Hays County Judge Ruben Becerra also sought clarification on the application process, specifically eviction hearings and how justices of the peace (JPs) are notified that some of the program applicants are in the process of receiving assistance. 

“The applicant is able to provide those JPs with documentation that they have applied or in the process of the program,” Crumley said. 

Hays County Auditor, Marisol Alonzo also expanded on the misconceptions regarding income verification when applying for the program. 

“I think there was a misconception that in the beginning, we had guidelines that were approved by the Treasury, then the treasury made some changes and we made changes as well,” Alonzo said.  “In addition to the income verification, we also have to report to the U.S. Treasury whether we are paying rent in arrears, whether we paying rent in the future, where we’re paying utilities in arrears, our future utilities so, we have to itemize what the rent payments are for, whether they’re arrears or  future and so we do require a ledger which shows us what month is, are you behind on your rent and it is all again because we are required by the U.S. Treasury.”

Alonzo went on to explain that a W-9 tax form is also required in order to provide a tax identification number. The reason for the form is due to the county issuing 1099-G forms for those receiving assistance.

“In order for me to submit those 1099s to the Internal Revenue Service, I do have to have a taxpayer identification number,” Alonzo said. “For landlords who might not have a business tax ID, they use their social security number and that form is their official statement that, ‘this is my tax identification number and obviously they must fill out that form with their signature.” 
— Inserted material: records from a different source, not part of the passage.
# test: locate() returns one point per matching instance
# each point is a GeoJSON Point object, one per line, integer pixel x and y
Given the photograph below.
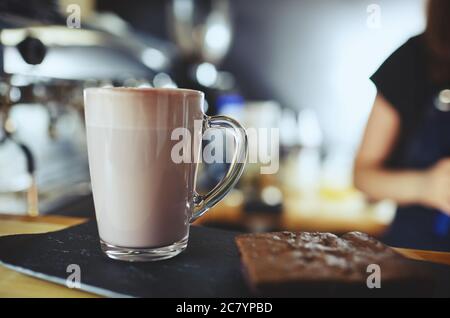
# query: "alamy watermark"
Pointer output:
{"type": "Point", "coordinates": [73, 20]}
{"type": "Point", "coordinates": [73, 280]}
{"type": "Point", "coordinates": [263, 146]}
{"type": "Point", "coordinates": [374, 279]}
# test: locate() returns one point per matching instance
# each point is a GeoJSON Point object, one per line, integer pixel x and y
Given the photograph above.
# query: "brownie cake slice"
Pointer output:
{"type": "Point", "coordinates": [310, 264]}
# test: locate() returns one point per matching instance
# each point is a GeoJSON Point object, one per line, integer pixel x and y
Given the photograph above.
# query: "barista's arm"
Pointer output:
{"type": "Point", "coordinates": [430, 187]}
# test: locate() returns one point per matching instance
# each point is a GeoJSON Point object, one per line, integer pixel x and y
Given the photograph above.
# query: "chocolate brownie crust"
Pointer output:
{"type": "Point", "coordinates": [274, 259]}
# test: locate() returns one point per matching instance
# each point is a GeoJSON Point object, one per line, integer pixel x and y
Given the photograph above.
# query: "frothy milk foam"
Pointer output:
{"type": "Point", "coordinates": [142, 198]}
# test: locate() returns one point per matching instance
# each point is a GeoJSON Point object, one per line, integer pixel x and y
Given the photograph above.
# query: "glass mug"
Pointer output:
{"type": "Point", "coordinates": [145, 200]}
Alonzo also talked about the absence of staff in the auditor’s office to review the ERA tickets which is usually done by three to three individuals. 
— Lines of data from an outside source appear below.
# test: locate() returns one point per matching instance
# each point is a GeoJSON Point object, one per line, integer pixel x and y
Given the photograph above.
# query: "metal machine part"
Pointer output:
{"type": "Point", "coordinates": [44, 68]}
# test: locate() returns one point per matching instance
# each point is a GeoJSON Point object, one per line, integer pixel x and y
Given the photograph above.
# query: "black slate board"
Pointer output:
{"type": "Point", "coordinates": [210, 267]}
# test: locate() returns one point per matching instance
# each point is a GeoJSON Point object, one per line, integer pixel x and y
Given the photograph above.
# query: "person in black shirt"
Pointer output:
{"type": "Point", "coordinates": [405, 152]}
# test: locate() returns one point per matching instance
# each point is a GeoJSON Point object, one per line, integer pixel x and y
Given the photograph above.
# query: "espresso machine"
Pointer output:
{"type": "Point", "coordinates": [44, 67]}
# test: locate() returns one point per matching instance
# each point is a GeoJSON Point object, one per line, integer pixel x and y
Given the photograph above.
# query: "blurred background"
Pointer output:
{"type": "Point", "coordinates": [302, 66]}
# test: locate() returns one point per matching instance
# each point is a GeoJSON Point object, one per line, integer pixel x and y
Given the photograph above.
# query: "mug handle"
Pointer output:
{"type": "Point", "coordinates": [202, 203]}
“We do stay late to work on them, I have dropped off payments at apartment offices and slipped payments under the door,” Alonzo said. “We’ve had staff, our assistant who’s dropped off payments, I’m sorry, checks at the hotels, we’ve met the hotel managers in the parking lot to give them tickets, we’ve called landlords to let them know that tickets are available.”

Alonzo said that while it’s a time-consuming process, the staff is working hard to get things done. 
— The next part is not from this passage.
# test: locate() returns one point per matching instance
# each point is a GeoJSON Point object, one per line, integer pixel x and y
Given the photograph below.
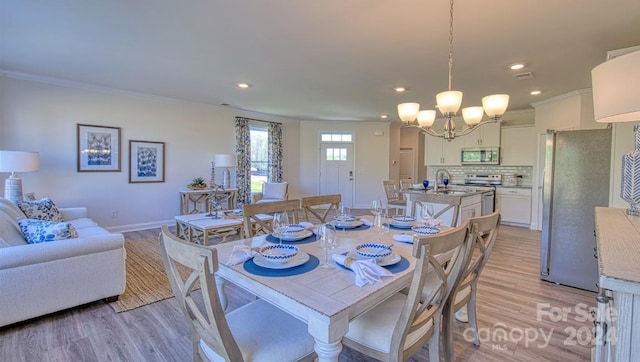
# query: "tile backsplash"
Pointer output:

Assistant County Auditor, Vickie Dorsett also spoke regarding the program guidelines and the guidance given by the U.S. Treasury and how it has changed over time. 

ERA 1 funding could pay 12 months and an additional three months and future rent for stability purposes in three-month increments. Since then, treasury guidance has allowed the payment of arrears for a full 12 months. The attestation of income and rental agreements came later from the treasury. 

Guidelines were then brought to the court in October. When the court approved the housing stability program, the guidance from the treasury was updated and the court gave the auditor’s office and ERA team the ability to update county guidelines based on guidance from the U.S. Treasury.